Hifi sektöründeki bazı firmalar büyük marketlerin Türkiye’ye gelmesi ve Çin’de ucuz üretimin artmasıyla biraz zarar gördü ve bunlar daha çok doğu bank kökenli firmalardı , bazıları başarılarını devam ettirse de. Fakat bir süredir müzikseverler güvendikleri ve istedikleri markaları dinleyerek alma şansına sahipler ve düzgün demo yapan, müşterisine değer veren firmalar daha başarılı oluyor. Ancak müzik dinleme alışkanlıklarımızın gelişmesiyle doğru orantılı olarak diğer ülkelerin çıtasını yakalamamız mümkün olabilir. Mavi hifi da her zaman sektördeki çizgisini korumaya özen gösterecektir.

(S.M.): Demir Bey hep Mavi Hifi firmasından bahsettik, birazda sizi tanıyalım. Özelikle ne müzik dinlersiniz, nelerle uğraşmayı seversiniz.

1967 İstanbul doğumluyum . Esas mesleğim Gümrük Müşavirliği ve 23 senedir bu işle meşgulüm.

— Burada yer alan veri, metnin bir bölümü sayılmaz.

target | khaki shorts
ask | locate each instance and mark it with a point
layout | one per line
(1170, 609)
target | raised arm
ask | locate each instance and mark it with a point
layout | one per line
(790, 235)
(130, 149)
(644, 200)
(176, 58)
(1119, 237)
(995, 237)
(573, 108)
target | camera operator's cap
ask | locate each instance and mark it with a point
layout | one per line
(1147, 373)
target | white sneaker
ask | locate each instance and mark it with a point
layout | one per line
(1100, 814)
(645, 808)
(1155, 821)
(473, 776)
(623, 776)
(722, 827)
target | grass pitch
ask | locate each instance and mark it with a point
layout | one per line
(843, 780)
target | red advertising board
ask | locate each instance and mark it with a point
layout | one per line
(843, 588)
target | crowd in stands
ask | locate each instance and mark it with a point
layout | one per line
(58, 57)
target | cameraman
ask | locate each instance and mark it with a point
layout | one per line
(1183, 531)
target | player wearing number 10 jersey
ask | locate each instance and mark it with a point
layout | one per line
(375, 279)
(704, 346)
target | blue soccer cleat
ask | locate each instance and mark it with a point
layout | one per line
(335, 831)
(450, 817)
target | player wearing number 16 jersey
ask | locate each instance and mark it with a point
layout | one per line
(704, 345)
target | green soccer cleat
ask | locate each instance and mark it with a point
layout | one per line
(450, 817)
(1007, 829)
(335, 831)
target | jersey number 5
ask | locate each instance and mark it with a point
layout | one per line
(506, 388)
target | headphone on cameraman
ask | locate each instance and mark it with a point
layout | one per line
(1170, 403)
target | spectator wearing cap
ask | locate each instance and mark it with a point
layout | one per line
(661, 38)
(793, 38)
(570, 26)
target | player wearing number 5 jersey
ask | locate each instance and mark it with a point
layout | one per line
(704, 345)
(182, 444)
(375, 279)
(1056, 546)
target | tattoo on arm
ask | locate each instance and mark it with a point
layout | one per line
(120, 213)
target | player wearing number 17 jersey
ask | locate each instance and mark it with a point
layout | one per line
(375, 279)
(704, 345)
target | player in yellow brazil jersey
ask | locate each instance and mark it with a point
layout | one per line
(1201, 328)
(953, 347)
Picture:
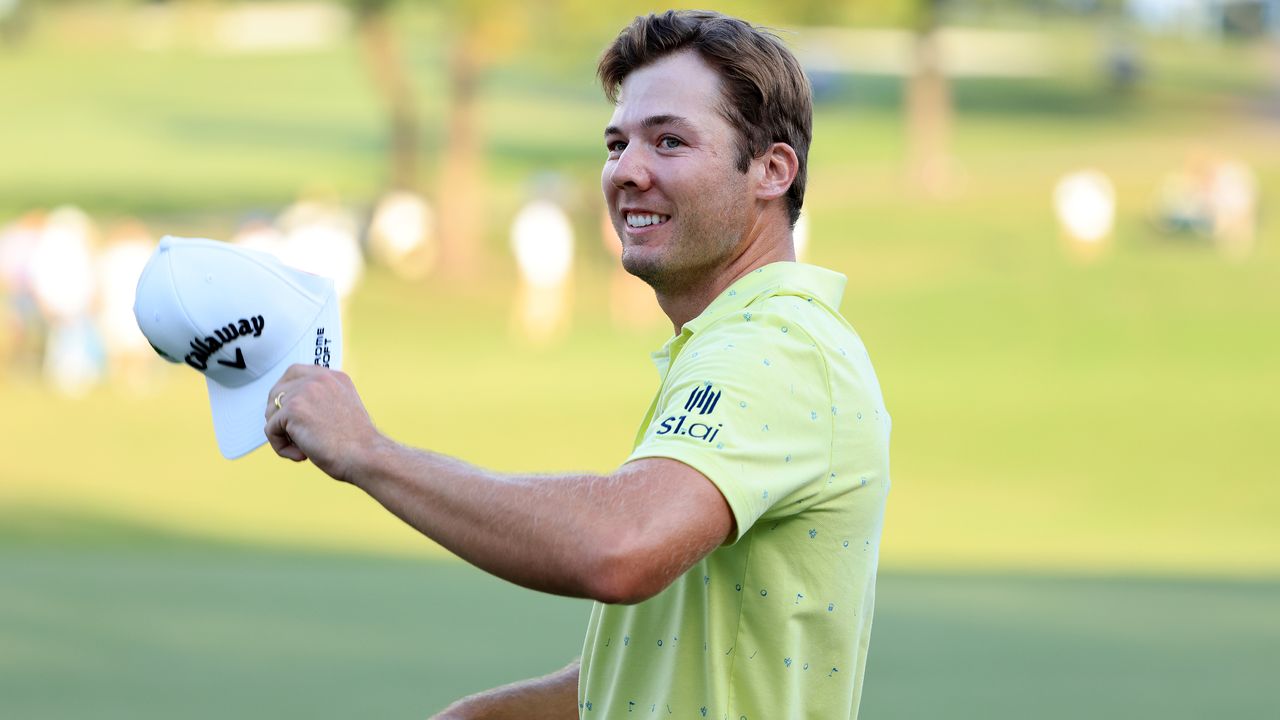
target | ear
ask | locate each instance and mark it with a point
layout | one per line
(777, 171)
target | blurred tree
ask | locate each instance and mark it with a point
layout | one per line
(481, 32)
(478, 32)
(392, 80)
(928, 94)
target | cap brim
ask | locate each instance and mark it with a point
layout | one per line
(238, 413)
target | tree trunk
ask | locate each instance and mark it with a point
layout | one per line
(458, 188)
(383, 54)
(928, 117)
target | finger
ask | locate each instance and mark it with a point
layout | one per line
(278, 436)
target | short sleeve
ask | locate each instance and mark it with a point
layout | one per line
(748, 404)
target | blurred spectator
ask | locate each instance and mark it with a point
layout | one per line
(1234, 205)
(542, 240)
(320, 238)
(1211, 197)
(64, 285)
(1086, 206)
(22, 326)
(1123, 64)
(401, 235)
(126, 251)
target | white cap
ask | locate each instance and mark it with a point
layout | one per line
(240, 318)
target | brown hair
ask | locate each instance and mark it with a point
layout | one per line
(766, 94)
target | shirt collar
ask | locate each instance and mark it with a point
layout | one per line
(776, 278)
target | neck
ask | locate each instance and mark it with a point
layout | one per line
(684, 304)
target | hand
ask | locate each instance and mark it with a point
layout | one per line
(320, 418)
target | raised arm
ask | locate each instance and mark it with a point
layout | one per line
(553, 697)
(613, 538)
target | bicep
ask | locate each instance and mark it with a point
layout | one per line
(685, 514)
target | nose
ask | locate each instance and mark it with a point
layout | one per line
(630, 171)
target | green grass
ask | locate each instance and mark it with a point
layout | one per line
(115, 621)
(1082, 522)
(1050, 413)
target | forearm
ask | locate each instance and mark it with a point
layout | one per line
(553, 697)
(540, 532)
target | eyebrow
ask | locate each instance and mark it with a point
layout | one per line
(652, 122)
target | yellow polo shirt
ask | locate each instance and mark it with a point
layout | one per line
(771, 395)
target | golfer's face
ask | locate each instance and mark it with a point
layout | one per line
(675, 197)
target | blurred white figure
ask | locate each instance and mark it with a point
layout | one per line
(22, 324)
(542, 238)
(800, 236)
(1233, 200)
(64, 283)
(631, 300)
(62, 264)
(321, 240)
(1086, 206)
(126, 251)
(401, 235)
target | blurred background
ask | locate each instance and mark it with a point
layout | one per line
(1056, 217)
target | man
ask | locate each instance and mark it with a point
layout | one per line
(732, 556)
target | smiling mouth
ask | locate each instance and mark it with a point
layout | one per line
(645, 219)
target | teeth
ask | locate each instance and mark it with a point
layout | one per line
(639, 220)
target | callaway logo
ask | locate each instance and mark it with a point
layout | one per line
(202, 349)
(703, 400)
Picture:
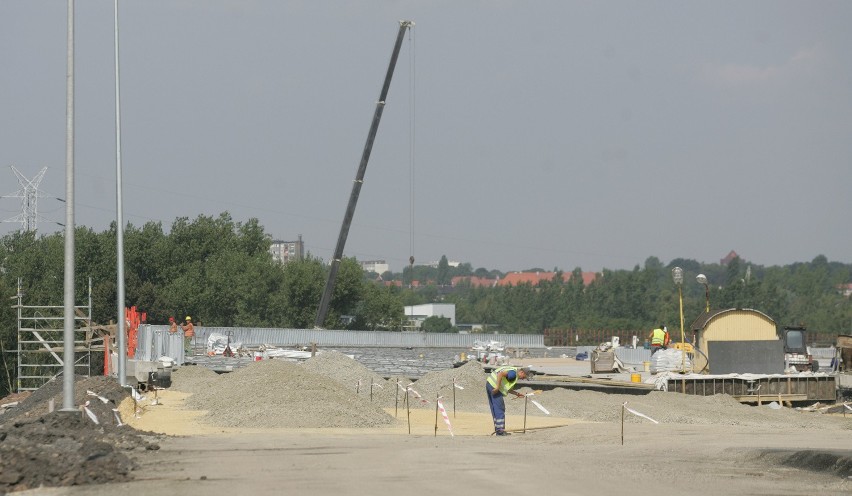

Ailemden ve hobi amaçlı girdiğim hi-fi sektöründen vakit kaldıkça basketbol oynarım, bisiklete binerim. Her türlü müziği dinlerim, ayırım yapmamaya çalışıyorum. Daha genç yaşlarda dinlediğim rock kayıtlarını yine dinliyorum ama son 10 senedir jazz müzik, klasik müzik ve blues dinliyorum.

(S.M.): Okuyucularımıza söylemek istediğiniz son sözleri alalım.

Sektörümüz hi-fi ve high-end olduğu için şunu söylemek isterim; Müzikseverler bol bol canlı performanslara gitsinler, müzik dinlesinler. İşte o zaman cihazları tanımak ve satın almak daha kolay bir hale gelir.

(S.M.):Son olarak Stereo Mecmuası hakkındaki görüşleriniz almak isterim.

Stereo Mecmuası hi-fi sektörünün internet üzerinde ne kadar çok başarı kazandığının bir kanıtı bence. Yayınlandığı ilk günden beri çok ilgi gördü içerde ve dışarıda. Bende sizleri kutluyorum bu girişiminizden dolayı. Bu tip hobilerin gönülden severek yapıldığında her zeminde başarılı olabileceğini göstermiş oldunuz.

(S.M.): Teşekkür ederiz.

Ben teşekkür ederim.Hi- fi dünyasına girişim işte böyle oldu. Ben daha kapının eşiğindeyim.